## Facebook releases "Flow", a statically typed JavaScript variant

The goal of Flow is to find errors in JavaScript code with little programmer effort. Flow relies heavily on type inference to find type errors even when the program has not been annotated - it precisely tracks the types of variables as they flow through the program.

At the same time, Flow is a gradual type system. Any parts of your program that are dynamic in nature can easily bypass the type checker, so you can mix statically typed code with dynamic code.

Flow also supports a highly expressive type language. Flow types can express much more fine-grained distinctions than traditional type systems. For example, Flow helps you catch errors involving null, unlike most type systems.

## Comment viewing options

### a nit: misleading ltu title

"a statically typed JavaScript variant" makes it sound like e.g.
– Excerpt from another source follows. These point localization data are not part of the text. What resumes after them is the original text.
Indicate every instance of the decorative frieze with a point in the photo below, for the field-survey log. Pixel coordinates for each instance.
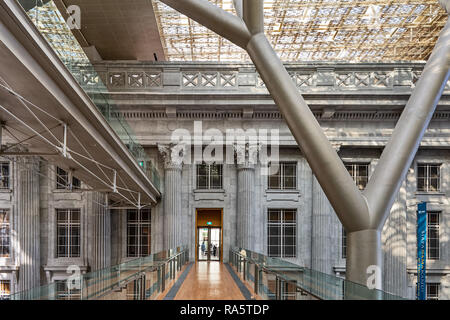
(339, 77)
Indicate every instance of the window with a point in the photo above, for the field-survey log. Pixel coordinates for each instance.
(5, 289)
(68, 233)
(344, 243)
(428, 177)
(64, 293)
(62, 180)
(4, 234)
(433, 291)
(209, 176)
(285, 178)
(359, 173)
(433, 235)
(282, 233)
(138, 232)
(4, 175)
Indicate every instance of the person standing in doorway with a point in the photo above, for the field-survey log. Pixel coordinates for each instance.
(203, 248)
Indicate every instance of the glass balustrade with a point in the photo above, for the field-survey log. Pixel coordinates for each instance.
(273, 278)
(49, 21)
(138, 279)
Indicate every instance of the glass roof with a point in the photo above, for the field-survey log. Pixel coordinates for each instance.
(316, 30)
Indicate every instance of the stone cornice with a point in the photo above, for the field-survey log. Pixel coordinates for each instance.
(213, 77)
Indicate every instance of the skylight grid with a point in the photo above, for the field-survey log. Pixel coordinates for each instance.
(318, 30)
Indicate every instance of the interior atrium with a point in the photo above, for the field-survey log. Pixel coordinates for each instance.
(292, 149)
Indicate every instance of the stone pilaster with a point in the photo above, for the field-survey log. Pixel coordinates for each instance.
(246, 156)
(325, 231)
(394, 247)
(99, 230)
(173, 165)
(27, 223)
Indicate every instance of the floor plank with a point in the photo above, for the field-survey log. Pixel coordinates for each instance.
(209, 281)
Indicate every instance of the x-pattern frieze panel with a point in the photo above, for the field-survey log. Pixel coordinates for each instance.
(191, 79)
(304, 80)
(381, 79)
(90, 78)
(345, 79)
(153, 79)
(117, 79)
(209, 79)
(362, 79)
(227, 79)
(136, 79)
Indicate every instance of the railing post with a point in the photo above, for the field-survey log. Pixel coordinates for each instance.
(277, 289)
(163, 277)
(256, 278)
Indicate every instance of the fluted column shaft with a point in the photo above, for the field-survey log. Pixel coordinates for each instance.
(172, 206)
(27, 223)
(246, 206)
(99, 231)
(322, 230)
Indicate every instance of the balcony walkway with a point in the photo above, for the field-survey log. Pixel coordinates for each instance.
(209, 281)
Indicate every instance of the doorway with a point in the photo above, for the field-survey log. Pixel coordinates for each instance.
(209, 235)
(209, 244)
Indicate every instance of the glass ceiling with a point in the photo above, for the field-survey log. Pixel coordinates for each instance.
(316, 30)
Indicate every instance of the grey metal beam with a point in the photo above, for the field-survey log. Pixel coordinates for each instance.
(330, 172)
(238, 7)
(253, 15)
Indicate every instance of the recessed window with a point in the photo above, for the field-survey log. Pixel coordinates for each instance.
(433, 235)
(209, 176)
(64, 293)
(66, 181)
(5, 236)
(344, 244)
(285, 178)
(68, 233)
(428, 177)
(5, 289)
(138, 232)
(4, 175)
(359, 173)
(433, 291)
(282, 233)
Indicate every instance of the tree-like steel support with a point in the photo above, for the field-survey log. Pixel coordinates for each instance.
(362, 214)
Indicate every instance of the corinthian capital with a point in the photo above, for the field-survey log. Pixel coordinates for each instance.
(173, 155)
(246, 153)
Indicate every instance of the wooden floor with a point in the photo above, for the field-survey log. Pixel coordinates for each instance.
(209, 281)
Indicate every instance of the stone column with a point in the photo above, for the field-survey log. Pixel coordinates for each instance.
(99, 230)
(393, 238)
(246, 160)
(322, 230)
(27, 223)
(173, 165)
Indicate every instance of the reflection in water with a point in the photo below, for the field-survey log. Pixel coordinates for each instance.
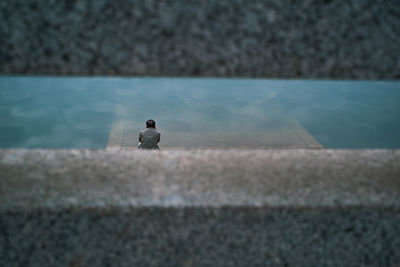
(50, 112)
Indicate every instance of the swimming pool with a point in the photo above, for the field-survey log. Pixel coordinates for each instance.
(108, 112)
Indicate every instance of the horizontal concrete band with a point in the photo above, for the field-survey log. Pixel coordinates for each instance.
(259, 38)
(209, 178)
(200, 208)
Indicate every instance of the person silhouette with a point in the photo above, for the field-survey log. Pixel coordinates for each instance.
(149, 138)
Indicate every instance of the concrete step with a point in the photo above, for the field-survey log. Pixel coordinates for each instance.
(200, 208)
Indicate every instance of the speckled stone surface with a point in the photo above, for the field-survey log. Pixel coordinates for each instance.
(200, 208)
(258, 38)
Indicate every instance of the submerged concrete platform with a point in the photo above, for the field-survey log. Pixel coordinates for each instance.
(200, 208)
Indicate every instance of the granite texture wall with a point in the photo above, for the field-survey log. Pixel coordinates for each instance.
(258, 38)
(200, 208)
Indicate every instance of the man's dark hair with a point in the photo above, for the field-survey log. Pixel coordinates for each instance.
(150, 124)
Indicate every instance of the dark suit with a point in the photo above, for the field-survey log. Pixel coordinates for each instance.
(149, 139)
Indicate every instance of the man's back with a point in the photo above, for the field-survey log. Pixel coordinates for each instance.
(149, 139)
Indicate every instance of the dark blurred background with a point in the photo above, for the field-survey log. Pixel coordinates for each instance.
(357, 39)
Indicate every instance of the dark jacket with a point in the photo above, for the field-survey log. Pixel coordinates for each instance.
(149, 139)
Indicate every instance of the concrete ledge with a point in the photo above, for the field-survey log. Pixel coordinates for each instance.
(259, 38)
(200, 208)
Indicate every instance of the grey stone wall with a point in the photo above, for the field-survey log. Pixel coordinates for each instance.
(200, 208)
(258, 38)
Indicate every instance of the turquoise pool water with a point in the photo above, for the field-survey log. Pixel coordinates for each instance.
(83, 112)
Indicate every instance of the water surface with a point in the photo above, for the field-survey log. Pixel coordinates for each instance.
(82, 112)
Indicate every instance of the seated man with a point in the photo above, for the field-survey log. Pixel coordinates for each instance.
(149, 138)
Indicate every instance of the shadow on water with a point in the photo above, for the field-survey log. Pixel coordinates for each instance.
(58, 112)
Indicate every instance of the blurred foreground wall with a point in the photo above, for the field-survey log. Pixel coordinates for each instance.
(257, 38)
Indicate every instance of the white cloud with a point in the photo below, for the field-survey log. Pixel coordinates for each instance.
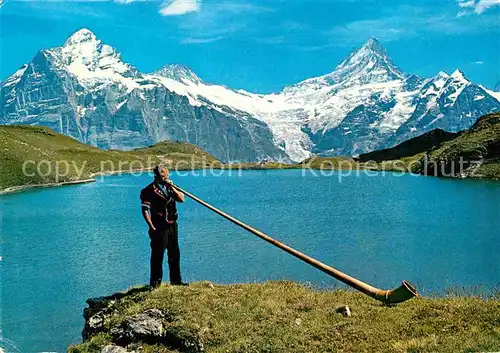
(180, 7)
(476, 6)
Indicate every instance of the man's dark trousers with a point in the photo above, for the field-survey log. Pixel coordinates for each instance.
(161, 239)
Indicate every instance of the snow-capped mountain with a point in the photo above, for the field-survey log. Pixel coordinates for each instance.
(83, 89)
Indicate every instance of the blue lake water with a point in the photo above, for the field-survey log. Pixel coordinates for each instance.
(61, 246)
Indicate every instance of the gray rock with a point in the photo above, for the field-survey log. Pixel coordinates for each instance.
(344, 310)
(110, 348)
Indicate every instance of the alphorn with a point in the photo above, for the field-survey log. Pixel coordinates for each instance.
(400, 294)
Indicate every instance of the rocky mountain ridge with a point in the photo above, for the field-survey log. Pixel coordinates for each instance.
(83, 89)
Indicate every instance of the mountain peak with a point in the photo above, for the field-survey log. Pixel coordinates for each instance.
(373, 44)
(370, 63)
(458, 75)
(177, 72)
(81, 36)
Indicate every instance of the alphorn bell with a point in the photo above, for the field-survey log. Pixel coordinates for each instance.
(400, 294)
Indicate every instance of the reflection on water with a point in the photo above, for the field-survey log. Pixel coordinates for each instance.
(63, 245)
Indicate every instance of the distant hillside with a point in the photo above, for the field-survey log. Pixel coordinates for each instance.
(34, 143)
(411, 147)
(478, 149)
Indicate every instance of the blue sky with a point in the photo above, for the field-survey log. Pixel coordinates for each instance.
(262, 46)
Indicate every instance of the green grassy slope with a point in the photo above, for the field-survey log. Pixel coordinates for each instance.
(287, 317)
(478, 147)
(411, 147)
(34, 143)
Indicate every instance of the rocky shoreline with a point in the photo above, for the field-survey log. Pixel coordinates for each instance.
(283, 316)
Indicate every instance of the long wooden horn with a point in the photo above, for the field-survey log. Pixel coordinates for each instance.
(400, 294)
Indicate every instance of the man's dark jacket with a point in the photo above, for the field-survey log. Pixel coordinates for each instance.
(161, 204)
Dart when in fact this is more like e.g. Dialyzer or FindBugs, no?

### Depends on definitions

Many valid JavaScript programs won't be valid Flow programs because they won't type of course, but that's true about FindBugs/Dialyzer/et al.
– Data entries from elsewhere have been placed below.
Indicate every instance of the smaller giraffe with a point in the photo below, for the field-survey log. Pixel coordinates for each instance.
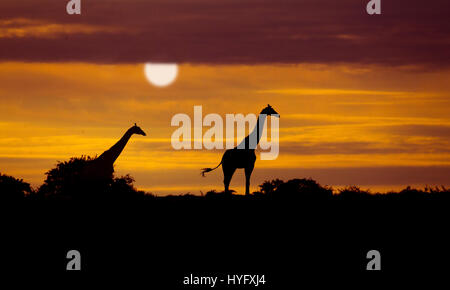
(243, 155)
(103, 166)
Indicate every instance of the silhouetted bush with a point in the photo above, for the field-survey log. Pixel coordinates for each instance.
(68, 181)
(12, 188)
(353, 192)
(295, 188)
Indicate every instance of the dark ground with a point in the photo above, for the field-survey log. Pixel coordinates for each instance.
(156, 242)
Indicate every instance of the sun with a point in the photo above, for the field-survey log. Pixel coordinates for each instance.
(161, 74)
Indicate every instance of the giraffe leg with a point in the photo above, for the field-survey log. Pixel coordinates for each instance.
(248, 173)
(227, 175)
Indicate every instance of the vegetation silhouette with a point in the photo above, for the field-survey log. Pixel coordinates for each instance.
(243, 155)
(68, 181)
(13, 189)
(65, 182)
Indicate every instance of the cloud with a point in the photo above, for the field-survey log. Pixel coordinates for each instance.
(28, 28)
(230, 31)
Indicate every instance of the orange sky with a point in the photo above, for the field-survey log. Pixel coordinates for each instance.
(371, 125)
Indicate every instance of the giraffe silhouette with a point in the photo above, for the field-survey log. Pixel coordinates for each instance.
(243, 155)
(103, 166)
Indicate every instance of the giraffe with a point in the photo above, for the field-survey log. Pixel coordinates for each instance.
(243, 155)
(103, 166)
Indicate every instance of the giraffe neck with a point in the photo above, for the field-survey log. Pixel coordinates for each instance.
(113, 153)
(252, 140)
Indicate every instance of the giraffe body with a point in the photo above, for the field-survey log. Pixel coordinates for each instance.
(243, 155)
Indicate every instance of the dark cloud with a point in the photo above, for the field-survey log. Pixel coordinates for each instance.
(351, 148)
(229, 31)
(439, 131)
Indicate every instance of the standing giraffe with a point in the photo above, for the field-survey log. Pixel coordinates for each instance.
(243, 155)
(103, 166)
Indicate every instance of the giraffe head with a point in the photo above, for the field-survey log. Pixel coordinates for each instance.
(136, 130)
(269, 111)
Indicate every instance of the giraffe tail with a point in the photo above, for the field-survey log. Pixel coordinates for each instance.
(205, 170)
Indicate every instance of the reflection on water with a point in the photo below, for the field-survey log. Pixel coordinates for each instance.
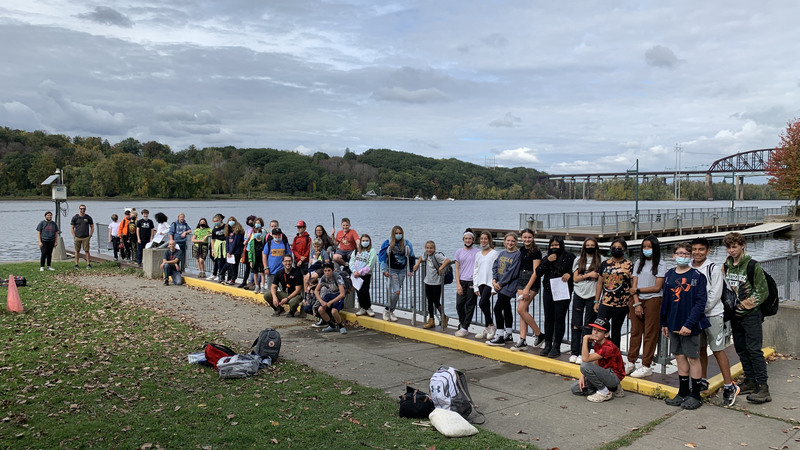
(440, 221)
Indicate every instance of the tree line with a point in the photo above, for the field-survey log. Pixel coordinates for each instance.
(94, 167)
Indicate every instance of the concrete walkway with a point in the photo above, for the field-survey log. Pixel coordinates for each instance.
(519, 402)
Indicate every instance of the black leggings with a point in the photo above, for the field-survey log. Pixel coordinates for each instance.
(617, 316)
(47, 253)
(433, 292)
(485, 303)
(502, 311)
(364, 299)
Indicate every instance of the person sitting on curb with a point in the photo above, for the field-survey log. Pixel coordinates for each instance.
(287, 287)
(601, 370)
(171, 265)
(330, 295)
(682, 320)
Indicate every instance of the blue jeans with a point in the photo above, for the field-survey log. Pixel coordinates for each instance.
(397, 279)
(170, 270)
(582, 314)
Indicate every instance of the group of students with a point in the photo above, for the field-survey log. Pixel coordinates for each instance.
(682, 304)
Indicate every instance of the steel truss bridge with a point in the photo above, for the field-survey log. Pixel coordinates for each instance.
(739, 165)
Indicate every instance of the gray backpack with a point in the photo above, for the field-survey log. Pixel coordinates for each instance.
(267, 345)
(238, 366)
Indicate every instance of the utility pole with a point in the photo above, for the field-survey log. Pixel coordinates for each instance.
(678, 151)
But also any valid Flow program with any type annotations won't be a valid JS program. To me that implies a variant rather than just another static analysis tool.

Mechanically there's a transform from Flow to JS which we can think of as "compiling" even if the compiling step is pretty trivial.

### Not true of Dialyzer

Dialyzer only rejects Erlang programs that it can prove will generate dynamic type errors at run time, so every valid Erlang program is a valid Dialyzer program. This is what makes it different from conventional static analyzers, which reject every program that cannot be proved not to generate a dynamic type error at run time.

### Philosophical difference

Only if you choose to define a program that (eventually) generates a dynamic error as "invalid". In general, that still rules out "useful" programs, because they might still do an unlimited amount of useful stuff before throwing that error. So I'd argue that the difference is mostly a philosophical one.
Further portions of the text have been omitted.